This morning, I was directed to an online vocabulary test that claimed to be able to estimate one’s vocabulary. I did take the test, but I also spotted several problems with it:
- It’s self-selecting. That means that people who value high vocabularies are more likely to take it, and are more likely to pass it along to friends.
- There’s no extrinsic verification. People are expected to check off words based on the Honor System. More on this later.
Entertaining, it is. Scientifically valid in its own right, not so much, although it’s not entirely useless, either.
One of their demographic questions is the respondent’s SAT score. They note on their blog that there’s a strong correlation between SAT verbal score and the results of the test. They take this to mean that the SAT verbal test is valid.
However, that’s not necessarily true. Let’s say that my “accurate” score on this test is 35,000 words; that is, that’s the score I would get if there were some way to tap into my brain, around my various filters, and find out what I really know.
What are some reasons why I would score lower than that? Two that come immediately to mind:
- I have an unrealistically high threshold for “knowing” a definition. Being able to use it in a sentence or pick out a definition from a list is not sufficient; I expect myself to be able to phrase my own definition.
- I’m risk-averse. I don’t want to go out on a limb and risk being “called on it” later.
What are some reasons why I would score higher than that? Pretty much, the complements of the points above:
- I have an unrealistically low threshold for “knowing” a definition. I’ve seen the word around, I think I know what it means, there’s no double check, and so on.
- I’m over-confident. I’m willing to give myself credit for knowing things I don’t really know.
So, okay, what about the correlation with the SATs?
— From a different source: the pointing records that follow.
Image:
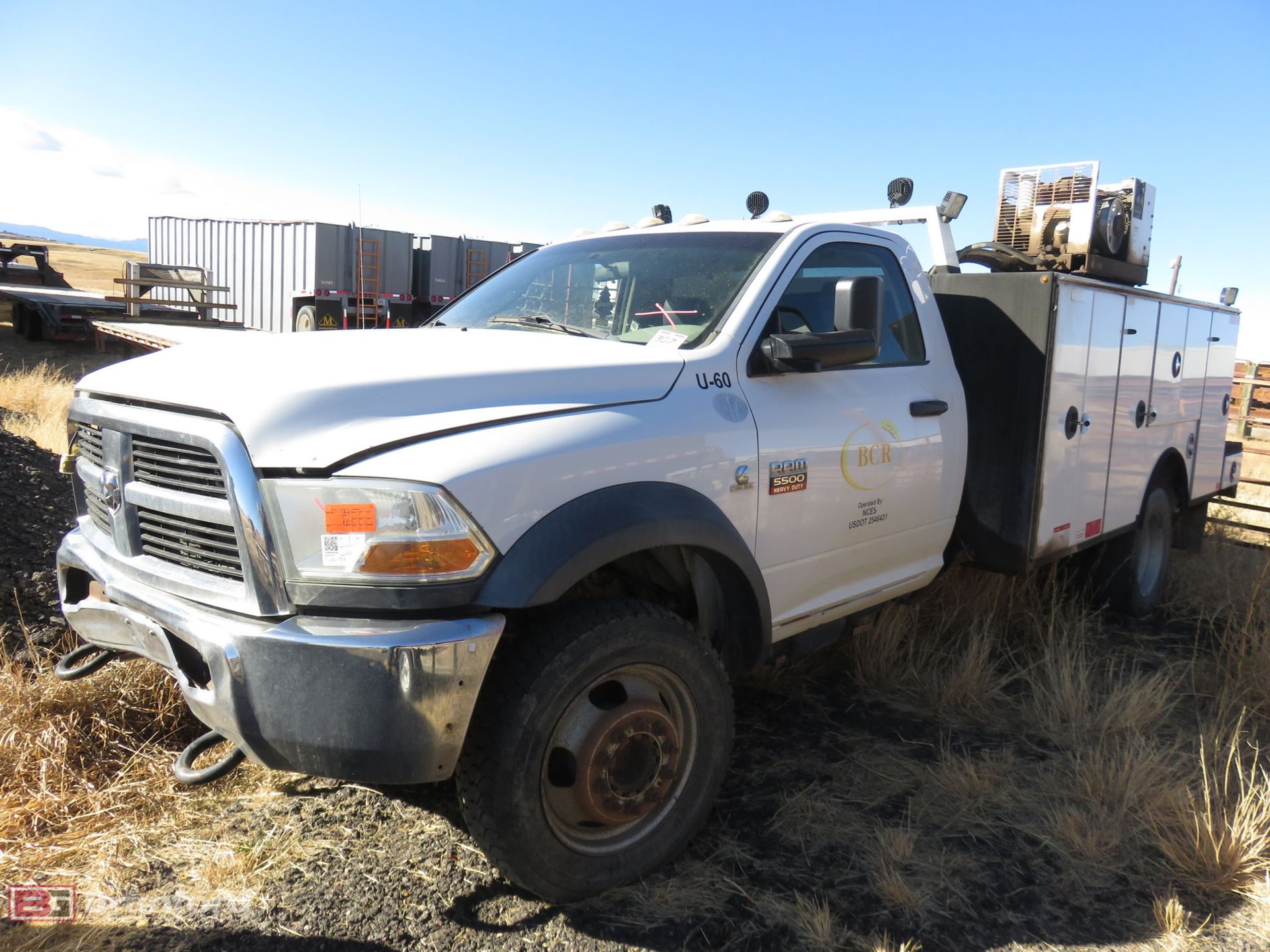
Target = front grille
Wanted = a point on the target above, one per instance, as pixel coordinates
(160, 462)
(97, 509)
(89, 441)
(193, 543)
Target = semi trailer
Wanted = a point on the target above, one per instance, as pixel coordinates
(305, 276)
(527, 545)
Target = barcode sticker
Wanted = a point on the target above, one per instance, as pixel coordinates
(349, 517)
(342, 550)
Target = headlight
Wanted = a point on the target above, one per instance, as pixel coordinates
(374, 531)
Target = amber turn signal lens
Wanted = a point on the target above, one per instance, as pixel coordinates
(417, 557)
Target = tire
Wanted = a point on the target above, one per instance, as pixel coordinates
(1133, 571)
(597, 748)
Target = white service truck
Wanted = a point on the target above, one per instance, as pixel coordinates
(526, 545)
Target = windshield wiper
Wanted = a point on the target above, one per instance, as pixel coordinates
(539, 320)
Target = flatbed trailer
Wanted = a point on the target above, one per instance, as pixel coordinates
(160, 335)
(66, 314)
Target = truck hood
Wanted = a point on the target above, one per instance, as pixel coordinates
(313, 400)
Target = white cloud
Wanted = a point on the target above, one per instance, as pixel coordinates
(85, 184)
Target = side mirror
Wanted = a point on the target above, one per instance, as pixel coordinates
(857, 305)
(810, 353)
(855, 337)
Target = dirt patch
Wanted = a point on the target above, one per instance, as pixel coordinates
(38, 509)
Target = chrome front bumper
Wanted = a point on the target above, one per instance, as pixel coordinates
(372, 701)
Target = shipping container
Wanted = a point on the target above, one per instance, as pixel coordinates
(296, 276)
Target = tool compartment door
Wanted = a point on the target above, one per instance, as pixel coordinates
(1195, 361)
(1214, 414)
(1097, 414)
(1166, 380)
(1132, 460)
(1061, 462)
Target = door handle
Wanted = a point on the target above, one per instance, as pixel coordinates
(927, 408)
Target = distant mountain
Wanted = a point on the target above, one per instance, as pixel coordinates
(38, 233)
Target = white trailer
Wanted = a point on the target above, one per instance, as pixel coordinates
(296, 276)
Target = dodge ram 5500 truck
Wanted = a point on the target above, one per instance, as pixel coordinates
(529, 543)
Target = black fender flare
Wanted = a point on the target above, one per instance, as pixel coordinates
(600, 527)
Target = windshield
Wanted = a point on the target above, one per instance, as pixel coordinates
(669, 290)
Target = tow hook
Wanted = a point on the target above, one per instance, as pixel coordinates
(81, 662)
(185, 764)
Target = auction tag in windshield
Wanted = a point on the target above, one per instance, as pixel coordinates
(341, 550)
(667, 338)
(349, 517)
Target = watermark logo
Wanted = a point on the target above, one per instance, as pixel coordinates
(41, 904)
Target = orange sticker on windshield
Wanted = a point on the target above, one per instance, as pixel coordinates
(349, 517)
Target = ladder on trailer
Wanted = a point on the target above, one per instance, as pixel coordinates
(366, 301)
(478, 266)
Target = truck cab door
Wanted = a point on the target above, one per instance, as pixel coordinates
(859, 475)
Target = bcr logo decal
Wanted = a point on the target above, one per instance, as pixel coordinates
(870, 456)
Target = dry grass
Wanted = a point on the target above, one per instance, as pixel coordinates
(87, 790)
(1216, 833)
(33, 404)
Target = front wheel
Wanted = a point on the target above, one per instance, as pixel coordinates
(1134, 567)
(597, 748)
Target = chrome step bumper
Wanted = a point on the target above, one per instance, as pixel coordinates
(371, 701)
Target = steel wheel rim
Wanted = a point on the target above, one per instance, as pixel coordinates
(1151, 551)
(629, 743)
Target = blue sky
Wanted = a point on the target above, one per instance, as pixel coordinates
(529, 121)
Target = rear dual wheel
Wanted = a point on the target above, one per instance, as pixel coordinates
(1133, 568)
(597, 748)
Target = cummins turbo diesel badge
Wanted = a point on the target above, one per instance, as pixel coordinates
(786, 476)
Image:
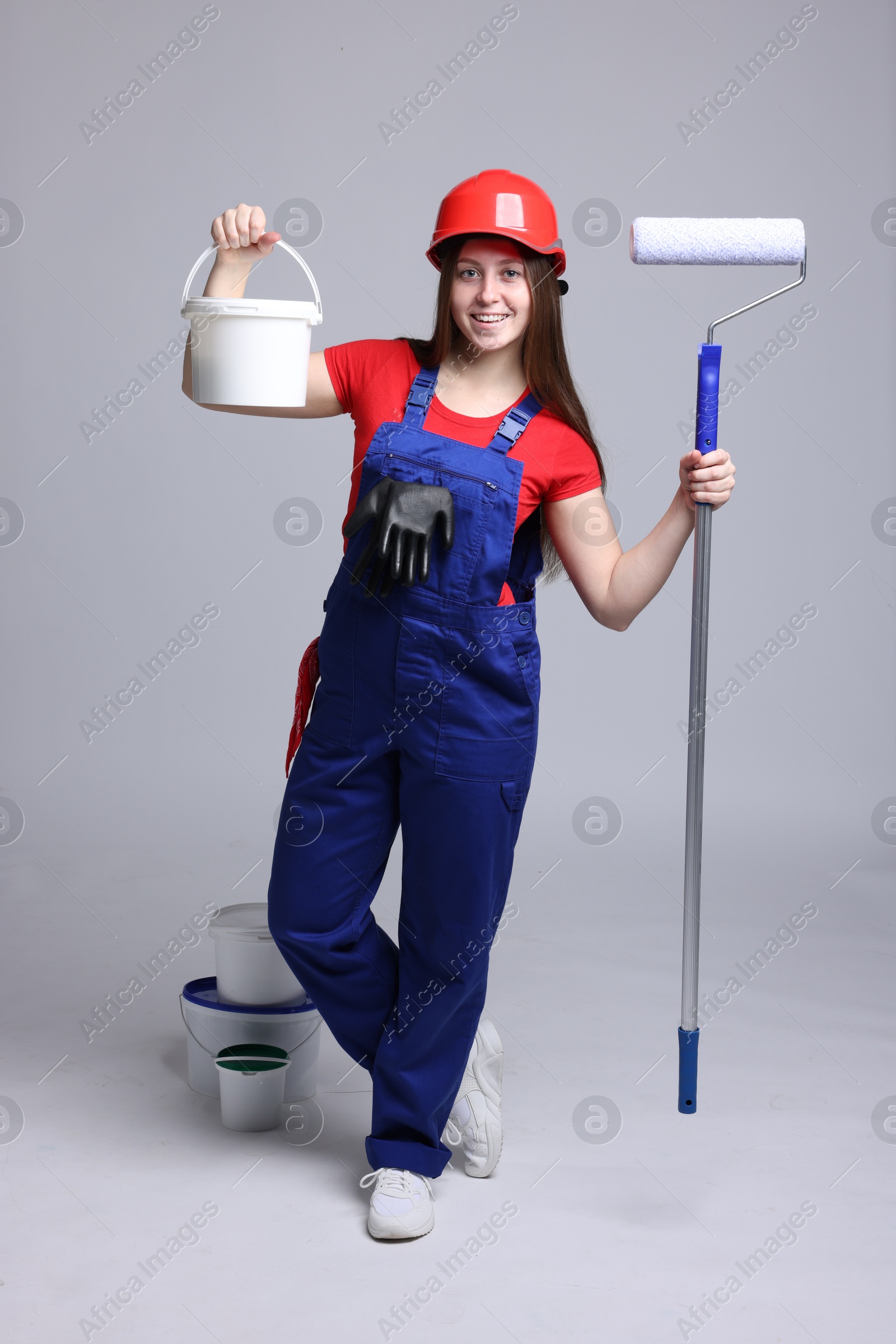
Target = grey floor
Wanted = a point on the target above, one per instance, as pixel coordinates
(612, 1240)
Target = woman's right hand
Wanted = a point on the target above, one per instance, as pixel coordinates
(241, 237)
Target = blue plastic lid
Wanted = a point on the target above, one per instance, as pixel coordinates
(204, 992)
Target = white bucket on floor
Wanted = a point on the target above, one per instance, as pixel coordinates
(249, 964)
(213, 1025)
(251, 1086)
(250, 351)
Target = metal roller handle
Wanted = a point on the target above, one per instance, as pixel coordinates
(706, 436)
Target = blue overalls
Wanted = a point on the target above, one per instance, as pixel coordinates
(425, 717)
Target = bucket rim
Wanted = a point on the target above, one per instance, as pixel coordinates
(206, 984)
(301, 309)
(253, 911)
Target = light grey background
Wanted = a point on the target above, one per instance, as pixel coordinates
(172, 507)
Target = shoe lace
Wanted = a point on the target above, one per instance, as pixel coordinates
(391, 1180)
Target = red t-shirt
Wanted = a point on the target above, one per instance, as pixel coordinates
(372, 378)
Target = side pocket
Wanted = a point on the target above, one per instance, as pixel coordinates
(489, 717)
(514, 793)
(334, 705)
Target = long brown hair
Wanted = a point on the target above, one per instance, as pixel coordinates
(544, 358)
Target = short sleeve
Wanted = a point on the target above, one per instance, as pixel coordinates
(575, 468)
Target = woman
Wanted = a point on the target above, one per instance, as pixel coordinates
(470, 450)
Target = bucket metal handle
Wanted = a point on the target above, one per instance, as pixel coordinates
(280, 244)
(291, 1053)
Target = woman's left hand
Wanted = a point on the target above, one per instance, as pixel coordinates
(707, 480)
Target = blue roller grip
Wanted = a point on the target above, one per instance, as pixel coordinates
(688, 1042)
(707, 428)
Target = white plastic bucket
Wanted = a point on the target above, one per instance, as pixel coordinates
(250, 351)
(251, 1086)
(249, 964)
(213, 1025)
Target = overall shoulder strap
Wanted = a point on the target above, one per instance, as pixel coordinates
(419, 397)
(514, 424)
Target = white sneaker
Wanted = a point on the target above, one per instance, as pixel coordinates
(401, 1205)
(476, 1114)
Simple enough. Standardized tests of any sort test two things, commingled in a way that it’s nigh on impossible to disentangle them: The mastery of the topic being tested, and the test subject’s test taking strategies. The latter includes one’s ability to override natural inhibitions and go with “gut instinct”. Logically at least, risk-averse people do more poorly on standardized tests because they talk themselves out of answers.
It wouldn’t be surprising that two different standardized tests on vocabulary showed similar results, and it wouldn’t necessarily say that either test on vocabulary was accurate at testing vocabulary.
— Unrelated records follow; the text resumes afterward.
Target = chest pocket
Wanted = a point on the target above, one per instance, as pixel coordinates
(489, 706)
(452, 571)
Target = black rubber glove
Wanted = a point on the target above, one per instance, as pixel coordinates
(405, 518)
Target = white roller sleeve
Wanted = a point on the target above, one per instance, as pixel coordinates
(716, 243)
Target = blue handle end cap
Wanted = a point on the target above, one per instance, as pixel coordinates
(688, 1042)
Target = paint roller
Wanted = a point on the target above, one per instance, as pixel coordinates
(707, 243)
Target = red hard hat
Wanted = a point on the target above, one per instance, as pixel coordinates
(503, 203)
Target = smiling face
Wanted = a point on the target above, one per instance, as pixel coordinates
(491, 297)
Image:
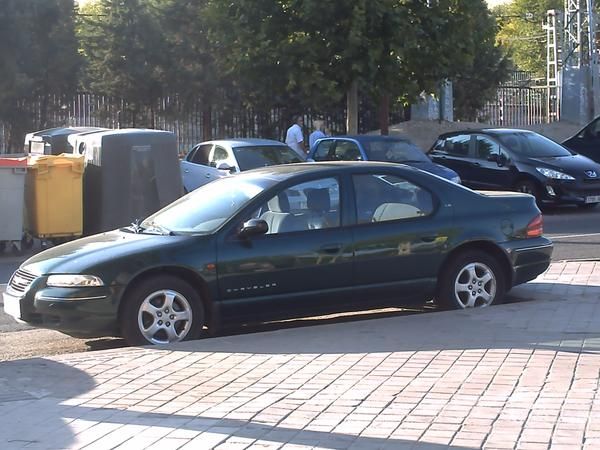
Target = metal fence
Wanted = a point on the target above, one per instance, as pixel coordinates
(516, 106)
(184, 118)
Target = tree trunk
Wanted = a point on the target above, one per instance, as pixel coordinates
(352, 109)
(384, 113)
(206, 122)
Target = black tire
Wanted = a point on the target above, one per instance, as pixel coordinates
(139, 295)
(529, 187)
(449, 297)
(587, 205)
(27, 242)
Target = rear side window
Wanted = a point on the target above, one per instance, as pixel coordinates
(347, 151)
(200, 155)
(382, 198)
(458, 145)
(323, 150)
(485, 147)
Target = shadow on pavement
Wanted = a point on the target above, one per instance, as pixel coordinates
(38, 386)
(44, 388)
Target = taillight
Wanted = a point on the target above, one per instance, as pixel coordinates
(535, 228)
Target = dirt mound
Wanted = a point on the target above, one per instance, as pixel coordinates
(424, 133)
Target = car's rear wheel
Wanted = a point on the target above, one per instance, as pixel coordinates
(162, 310)
(587, 205)
(472, 279)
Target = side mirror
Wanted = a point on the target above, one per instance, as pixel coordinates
(224, 166)
(498, 159)
(253, 227)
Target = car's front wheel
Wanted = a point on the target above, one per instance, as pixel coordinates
(162, 310)
(529, 187)
(472, 279)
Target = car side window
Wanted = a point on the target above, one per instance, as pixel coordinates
(458, 145)
(593, 129)
(485, 147)
(219, 155)
(201, 154)
(308, 206)
(347, 151)
(382, 198)
(323, 150)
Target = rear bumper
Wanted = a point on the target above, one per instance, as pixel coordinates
(529, 258)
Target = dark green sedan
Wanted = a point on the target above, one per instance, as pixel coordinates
(282, 241)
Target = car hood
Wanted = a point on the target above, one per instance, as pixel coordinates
(574, 165)
(89, 252)
(435, 169)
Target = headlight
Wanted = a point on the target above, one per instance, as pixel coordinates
(555, 174)
(74, 281)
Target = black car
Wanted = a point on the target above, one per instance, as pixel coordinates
(587, 141)
(522, 161)
(285, 240)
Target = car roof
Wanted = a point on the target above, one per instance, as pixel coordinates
(288, 170)
(492, 131)
(370, 137)
(244, 142)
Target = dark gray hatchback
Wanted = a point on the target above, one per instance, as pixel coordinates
(522, 161)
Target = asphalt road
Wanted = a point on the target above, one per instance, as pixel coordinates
(575, 232)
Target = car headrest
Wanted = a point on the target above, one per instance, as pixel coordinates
(317, 199)
(279, 203)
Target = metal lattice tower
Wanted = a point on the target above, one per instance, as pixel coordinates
(552, 51)
(578, 50)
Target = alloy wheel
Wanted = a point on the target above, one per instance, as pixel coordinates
(165, 316)
(475, 286)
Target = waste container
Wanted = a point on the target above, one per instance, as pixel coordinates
(54, 196)
(53, 141)
(12, 184)
(129, 175)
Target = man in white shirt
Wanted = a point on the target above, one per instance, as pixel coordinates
(294, 137)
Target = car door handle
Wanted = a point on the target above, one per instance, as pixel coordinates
(331, 249)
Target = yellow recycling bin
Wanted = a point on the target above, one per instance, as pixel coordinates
(54, 196)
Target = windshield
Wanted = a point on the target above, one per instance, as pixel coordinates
(532, 145)
(260, 156)
(207, 208)
(394, 151)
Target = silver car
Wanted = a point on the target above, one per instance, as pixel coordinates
(210, 160)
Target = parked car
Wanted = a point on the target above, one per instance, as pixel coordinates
(587, 141)
(369, 234)
(395, 149)
(522, 161)
(210, 160)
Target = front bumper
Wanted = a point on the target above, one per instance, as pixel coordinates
(529, 258)
(79, 312)
(573, 192)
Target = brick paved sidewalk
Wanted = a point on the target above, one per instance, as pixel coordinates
(522, 375)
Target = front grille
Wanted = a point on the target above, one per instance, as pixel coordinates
(21, 280)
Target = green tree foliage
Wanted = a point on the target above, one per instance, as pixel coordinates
(38, 59)
(521, 32)
(483, 65)
(126, 53)
(313, 53)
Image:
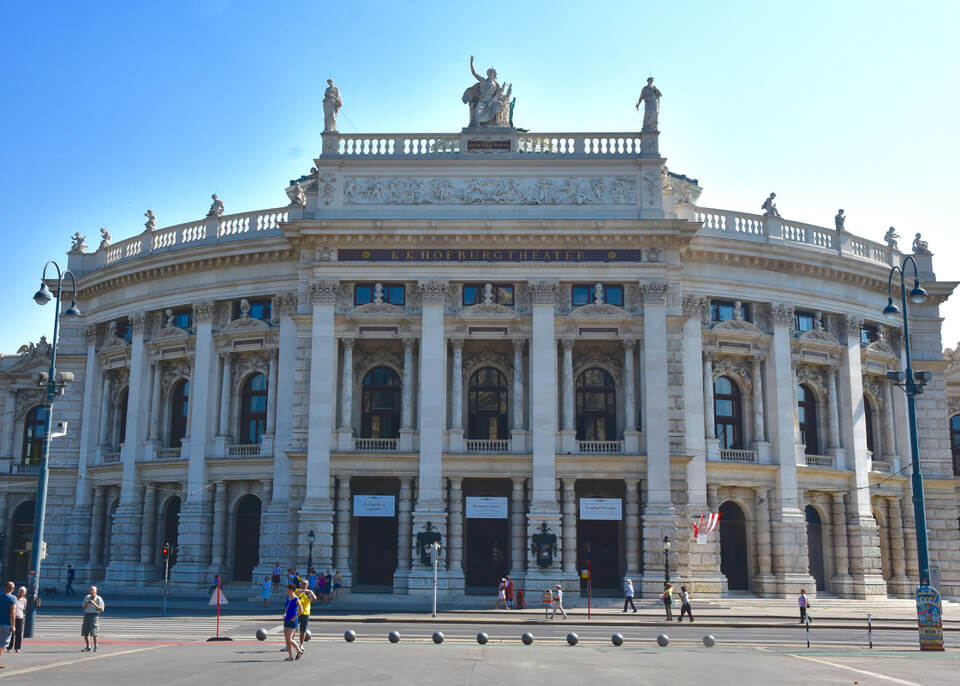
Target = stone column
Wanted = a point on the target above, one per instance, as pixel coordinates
(341, 551)
(865, 560)
(517, 538)
(406, 397)
(569, 537)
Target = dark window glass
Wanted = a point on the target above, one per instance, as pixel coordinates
(728, 413)
(179, 411)
(807, 418)
(596, 406)
(804, 321)
(34, 432)
(253, 409)
(380, 404)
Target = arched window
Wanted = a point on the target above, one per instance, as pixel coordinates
(179, 411)
(380, 405)
(253, 409)
(34, 432)
(807, 418)
(955, 442)
(596, 406)
(487, 405)
(728, 413)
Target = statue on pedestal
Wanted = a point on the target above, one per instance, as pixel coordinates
(650, 97)
(332, 102)
(488, 100)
However, the correlation with the SATs points to something very interesting, albeit something that would need rigorous scientific exploration for confirmation and impact. If we handed a student an SAT test and said, “Just tell us which ones you think you’d get right, and that’s the score you’ll get,” students wouldn’t be honest because there’s a clear, extrinsic reward for lying. In this case, there’s no real extrinsic reward, beyond bragging rights. And there’s no confirmation, like there is with the SAT. Removing the extrinsic threat of being formally graded leads to people being fairly honest about how well they’d perform on the test if they were being graded.
To that point, it doesn’t particularly matter whether they’d do well because of mastery or because of test-taking skills. What’s of the most value is that even if you don’t (formally) grade people, you can get a sense of their knowledge.
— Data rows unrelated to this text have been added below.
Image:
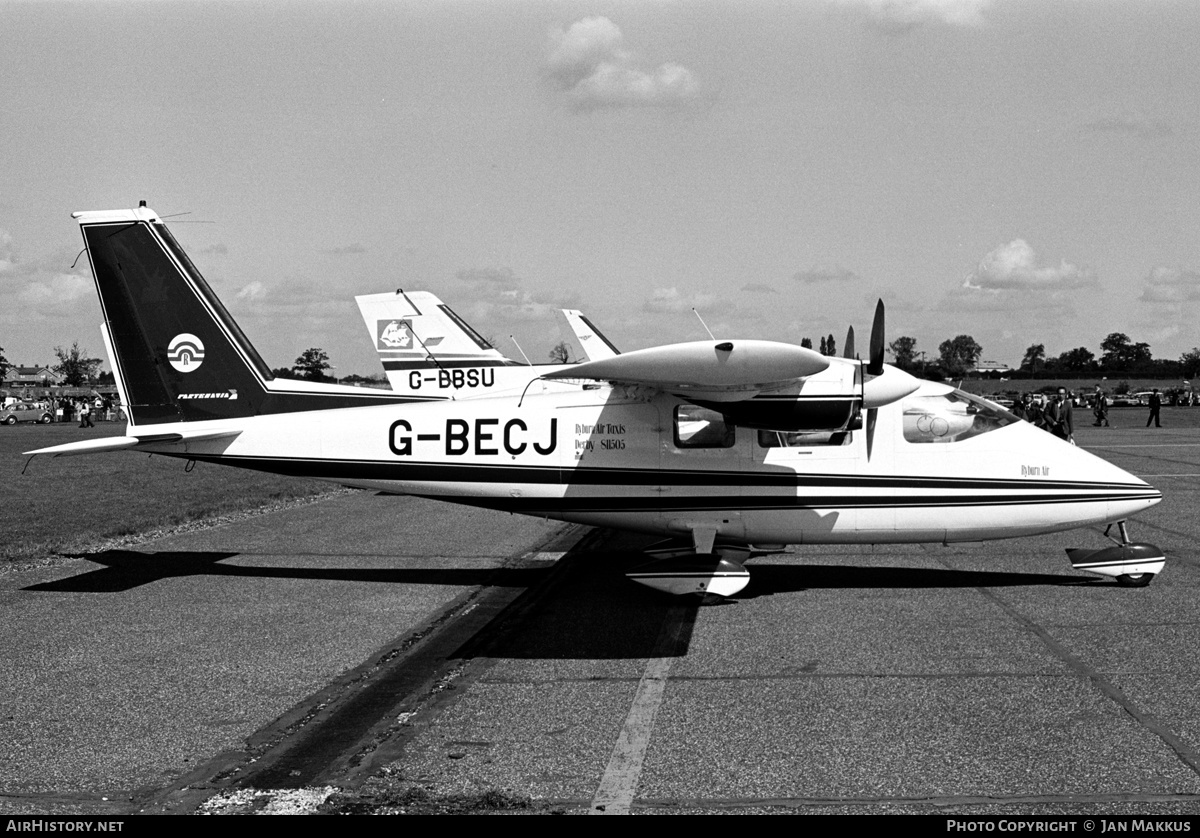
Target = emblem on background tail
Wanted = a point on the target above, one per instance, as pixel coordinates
(394, 334)
(186, 352)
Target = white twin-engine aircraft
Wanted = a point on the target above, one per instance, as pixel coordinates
(723, 447)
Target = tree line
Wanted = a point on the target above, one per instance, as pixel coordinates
(1119, 355)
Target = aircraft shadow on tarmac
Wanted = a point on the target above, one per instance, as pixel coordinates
(591, 611)
(594, 612)
(126, 569)
(773, 579)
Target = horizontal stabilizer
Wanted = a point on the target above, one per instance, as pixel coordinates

Reflecting on this, I thought of the difference between ACT/SAT style questions and MTTC math endorsement questions. For instance, consider these questions:
- Farmer Joe has 200 feet of fencing, and wants to make a corral. To maximize the area, he’s building the corral along the straight stone wall on his property line. Which of this is the largest area he can build?
- Farmer Joe has 200 feet of fencing, and wants to make a corral. To maximize the area, he’s building the corral along the straight stone wall on his property line. Which of these is the formula for the largest area he can build?
The first is the sort of question I recall from standardized tests like the ACT or the SAT. The second is the sort of question that appears on the MTTC, which is a test for teacher certification. When I first started studying for the MTTC, I was astounded: The question is easier.
It later occurred to me, though, that the second question is basically testing what needs to be tested: Can you set up the problem correctly? Whether you get the correct answer is somewhat ancillary to that. You can set up a problem incorrectly and accidentally come up with the right answer, and you can set up a problem correctly and accidentally come up with the wrong answer.
On a formative level, there’s a yet more primitive question to ask. Starting with the assumptions in the questions above, students could be asked, “Could you figure out the answer?” And, beyond that, “What information do you need to have to answer this question?”
At this point, this information is merely rattling around in my brain. However, the correlation between SAT scores and self-reporting “yeah, I know that word” scores is indeed intriguing. It opens potential innovative possibilities for measuring student mastery that don’t necessarily involve careful grading of materials.